You don't need a truckload of clothes to acknowledge that ironing and dry cleaning is a chore. Laundry, definitely is. So while you cannot take laundry out of the whole equation, Samsung has something that can take some of the misery out of dry cleaning and ironing. Some.
When I saw the sleek AirDresser, it looked like a glorified gym locker. It's far more than that, obviously. We don't pay ₹1,10,000 for a gym locker, yet. In went my black coat that I had been wearing through half my winter outings (few as they were thanks to the pandemic), for a quick 20-minute refresh. The coat had lint, some cat hair, dust (of course) and some lingering aromas of balcony barbecues and perfume.

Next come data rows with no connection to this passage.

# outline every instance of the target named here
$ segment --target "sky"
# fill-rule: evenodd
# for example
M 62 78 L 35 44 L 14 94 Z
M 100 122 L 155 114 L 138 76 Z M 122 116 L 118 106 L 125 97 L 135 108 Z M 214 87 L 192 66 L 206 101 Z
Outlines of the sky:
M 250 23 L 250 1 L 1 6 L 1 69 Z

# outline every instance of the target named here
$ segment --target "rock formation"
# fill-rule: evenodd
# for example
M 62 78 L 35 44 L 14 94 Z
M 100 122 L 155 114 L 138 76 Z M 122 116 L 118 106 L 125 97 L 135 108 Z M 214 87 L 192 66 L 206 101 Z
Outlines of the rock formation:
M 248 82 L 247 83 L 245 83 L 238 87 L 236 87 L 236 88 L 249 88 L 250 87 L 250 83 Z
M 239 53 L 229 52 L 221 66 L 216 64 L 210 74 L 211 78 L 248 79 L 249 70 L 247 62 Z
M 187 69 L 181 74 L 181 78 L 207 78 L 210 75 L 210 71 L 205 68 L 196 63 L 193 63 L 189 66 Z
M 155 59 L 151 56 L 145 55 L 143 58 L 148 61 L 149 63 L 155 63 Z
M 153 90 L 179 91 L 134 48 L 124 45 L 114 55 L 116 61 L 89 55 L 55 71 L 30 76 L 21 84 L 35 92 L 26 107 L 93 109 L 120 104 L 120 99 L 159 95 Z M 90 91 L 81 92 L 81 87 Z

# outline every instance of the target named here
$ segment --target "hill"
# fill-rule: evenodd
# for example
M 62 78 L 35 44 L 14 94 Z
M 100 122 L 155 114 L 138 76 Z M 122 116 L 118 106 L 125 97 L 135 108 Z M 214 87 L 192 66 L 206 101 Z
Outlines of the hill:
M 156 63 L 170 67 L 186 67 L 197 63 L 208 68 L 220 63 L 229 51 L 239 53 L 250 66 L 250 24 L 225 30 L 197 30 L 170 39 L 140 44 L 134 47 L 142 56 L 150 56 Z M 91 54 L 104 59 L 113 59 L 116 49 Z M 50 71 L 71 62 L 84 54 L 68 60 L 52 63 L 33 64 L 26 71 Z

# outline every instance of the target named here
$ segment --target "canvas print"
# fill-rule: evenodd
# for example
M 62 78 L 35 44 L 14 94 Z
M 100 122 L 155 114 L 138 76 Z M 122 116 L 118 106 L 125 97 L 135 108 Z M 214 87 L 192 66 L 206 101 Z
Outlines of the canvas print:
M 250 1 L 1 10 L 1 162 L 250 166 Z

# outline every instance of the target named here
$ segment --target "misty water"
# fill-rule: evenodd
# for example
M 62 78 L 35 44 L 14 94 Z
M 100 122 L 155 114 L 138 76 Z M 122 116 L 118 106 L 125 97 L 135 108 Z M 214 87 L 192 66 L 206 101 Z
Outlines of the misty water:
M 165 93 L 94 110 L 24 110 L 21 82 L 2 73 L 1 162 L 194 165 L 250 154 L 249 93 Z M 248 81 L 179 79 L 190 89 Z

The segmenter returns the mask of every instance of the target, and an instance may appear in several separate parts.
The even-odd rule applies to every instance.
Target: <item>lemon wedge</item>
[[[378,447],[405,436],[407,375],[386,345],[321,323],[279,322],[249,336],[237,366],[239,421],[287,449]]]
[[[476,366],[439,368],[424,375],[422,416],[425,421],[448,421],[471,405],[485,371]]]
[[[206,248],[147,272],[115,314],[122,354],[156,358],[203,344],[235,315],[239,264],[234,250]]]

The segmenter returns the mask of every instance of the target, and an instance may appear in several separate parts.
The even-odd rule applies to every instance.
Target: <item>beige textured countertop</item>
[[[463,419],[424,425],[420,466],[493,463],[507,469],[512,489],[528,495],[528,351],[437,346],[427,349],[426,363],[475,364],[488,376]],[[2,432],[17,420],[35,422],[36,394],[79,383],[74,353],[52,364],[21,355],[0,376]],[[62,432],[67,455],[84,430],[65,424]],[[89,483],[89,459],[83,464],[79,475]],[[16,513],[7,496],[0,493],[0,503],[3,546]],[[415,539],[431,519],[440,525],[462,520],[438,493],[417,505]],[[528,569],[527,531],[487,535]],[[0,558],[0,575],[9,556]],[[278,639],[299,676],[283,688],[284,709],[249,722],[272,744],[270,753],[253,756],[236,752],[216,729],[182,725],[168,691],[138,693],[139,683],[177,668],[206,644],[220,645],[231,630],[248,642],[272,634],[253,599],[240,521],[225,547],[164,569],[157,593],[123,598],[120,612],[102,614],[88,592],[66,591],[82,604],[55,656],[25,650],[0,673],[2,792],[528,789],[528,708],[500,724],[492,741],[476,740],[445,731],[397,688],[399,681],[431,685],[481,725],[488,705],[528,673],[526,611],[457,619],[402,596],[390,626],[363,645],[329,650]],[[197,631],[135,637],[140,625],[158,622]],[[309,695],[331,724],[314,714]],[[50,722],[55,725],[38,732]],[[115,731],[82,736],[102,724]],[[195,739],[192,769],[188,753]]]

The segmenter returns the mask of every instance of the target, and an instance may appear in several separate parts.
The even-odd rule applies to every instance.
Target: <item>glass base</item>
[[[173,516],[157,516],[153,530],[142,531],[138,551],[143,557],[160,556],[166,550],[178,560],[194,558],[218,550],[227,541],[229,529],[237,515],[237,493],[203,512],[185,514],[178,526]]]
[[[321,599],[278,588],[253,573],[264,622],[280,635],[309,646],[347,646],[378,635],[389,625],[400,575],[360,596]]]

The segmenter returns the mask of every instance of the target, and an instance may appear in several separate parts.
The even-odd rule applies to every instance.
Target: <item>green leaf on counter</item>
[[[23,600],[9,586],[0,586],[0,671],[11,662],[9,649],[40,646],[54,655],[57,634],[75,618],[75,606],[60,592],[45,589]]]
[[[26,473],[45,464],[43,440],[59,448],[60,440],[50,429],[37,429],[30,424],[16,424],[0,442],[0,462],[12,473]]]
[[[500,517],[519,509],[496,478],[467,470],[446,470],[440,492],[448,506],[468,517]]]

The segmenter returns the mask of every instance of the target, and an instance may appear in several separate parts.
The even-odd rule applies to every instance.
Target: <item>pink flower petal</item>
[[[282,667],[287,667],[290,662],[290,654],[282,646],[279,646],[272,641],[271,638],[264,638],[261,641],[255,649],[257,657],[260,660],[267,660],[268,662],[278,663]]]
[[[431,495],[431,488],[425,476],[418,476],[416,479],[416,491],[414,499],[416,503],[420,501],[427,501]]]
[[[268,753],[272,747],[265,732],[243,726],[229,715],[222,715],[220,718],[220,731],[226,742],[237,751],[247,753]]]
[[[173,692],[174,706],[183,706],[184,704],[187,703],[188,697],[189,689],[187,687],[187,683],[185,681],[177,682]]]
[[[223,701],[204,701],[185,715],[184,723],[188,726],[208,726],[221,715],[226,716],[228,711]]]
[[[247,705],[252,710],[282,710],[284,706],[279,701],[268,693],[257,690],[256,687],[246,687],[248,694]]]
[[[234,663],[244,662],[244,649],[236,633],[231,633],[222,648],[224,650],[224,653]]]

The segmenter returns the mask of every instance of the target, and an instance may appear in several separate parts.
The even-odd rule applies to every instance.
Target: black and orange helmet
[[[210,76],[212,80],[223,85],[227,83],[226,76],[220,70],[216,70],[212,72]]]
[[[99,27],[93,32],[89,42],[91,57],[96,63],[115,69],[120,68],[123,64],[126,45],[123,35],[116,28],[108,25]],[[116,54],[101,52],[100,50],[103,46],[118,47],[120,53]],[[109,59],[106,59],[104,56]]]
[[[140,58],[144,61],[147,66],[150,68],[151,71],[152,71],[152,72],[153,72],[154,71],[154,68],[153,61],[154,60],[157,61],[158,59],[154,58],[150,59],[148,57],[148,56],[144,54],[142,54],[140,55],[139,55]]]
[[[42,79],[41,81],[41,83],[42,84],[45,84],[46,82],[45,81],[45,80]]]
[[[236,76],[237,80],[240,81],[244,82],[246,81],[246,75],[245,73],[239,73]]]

In 20 minutes, my coat was ready to go, I was told though that a 20-minute cycle is too short for my coat, it evidently needed a more thorough job. And that's fair (any one with pets will tell you that, and I am occasionally around pets). The garment did feel significantly cleaner and the lingering smell of smoke was gone, which is perhaps proof that a longer cycle would have worked better in this case.
How it works
The entire refresh cycle inside the Samsung AirDresser happens in four steps, involving JetAir, JetSteam, Heatpump Drying and finally, a Deodorising Filter.
As the names suggest, the JetAir has strong air pushed through the air ducts and air hangers to remove the dust particles (and the stray cat hairs, I hoped). Next comes in the JetSteam that sanitises the clothes inside with heat and Samsung says that this can eliminate “99.9% of viruses and bacteria, 100% of house mites, 99% of odor causing gases, and 99% of other harmful substances”.
The Deodorising Filter captures and removes “odor causing” particles that are created by things like sweat, tobacco, food, smoke etc.
This is followed by the Heatpump drying that dies out the steam from the previous process but at very low temperatures, so as to not damage clothes or accessories.
Samsung does not say that their AirDresser can replace your washing machine or cut down on your trips to the dry cleaner. The frequency of your visits to those institutions should be reduced though.
We usually go to the dry cleaner with our expensive suits, jackets, dresses, saris, coats etc, and probably once a season. That's because these expensive clothes are always at the risk of getting ruined by frequent wash cycles.
So imagine, if you could just get your expensive sasanitised and refreshed instead after wearing it for one evening. We don't need an assault of detergents and chemicals to remove the smell of smoke from clothes - isn't that a relief?
That is the idea here — the option to keep those expensive clothes cleaner and fresher for longer so you can delay a dry clean and protect the fabric.
The AirDresser is also a pretty neat option to sanitise those soft toys your kids are playing with and even some linen if you want, especially with the pandemic still lurking. The Samsung AirDresser comes with a few neat hanging and storage options, so you can hang up those suits, jackets, dresses etc or you can keep them folded on a shelf. All the hangers, shelves and clips are removable so you don't need to worry about the size or the volume of clothes you are putting in.
The AirDresser can also smoothen out wrinkles in your clothes. Smoothen only though. If your favourite shirt has been in a ball at the bottom of the laundry basket you will have to pull out the iron still. Again, it's not meant to replace the iron or the steamer to actually remove hard creases and wrinkles.
This teched-up half closet has a number of cycles that you can run or set on schedule to run (controlled by the Samsung SmartThings app) ranging from the basic 20 minutes to almost three hours. The AirDresser also comes with self-clean tech and a reminder from the unit itself that it needs to be done every 40 cycles.
Another very interesting aspect is, the Samsung AirDresser can dehumidify a room. I can see this working well in a small/medium sized hall room if given enough time, but I doubt it will work in a sprawling environment.
Samsung envisions the AirDresser in places like fancy retail outlets, premium lounges, hotels etc. Which makes sense, it is expensive and if you really sit down to do the math, you will be wondering if it makes sense to spend a lakh on this. If you are someone who significantly invests in your wardrobe, the Samsung AirDresser is a good addition to keep your clothes intact longer.
Will it change your life? To be frank, not really. It will help you maintain your expensive clothes.
So ask yourself, how much did you pay for that leather jacket? And how long do you want to keep it around?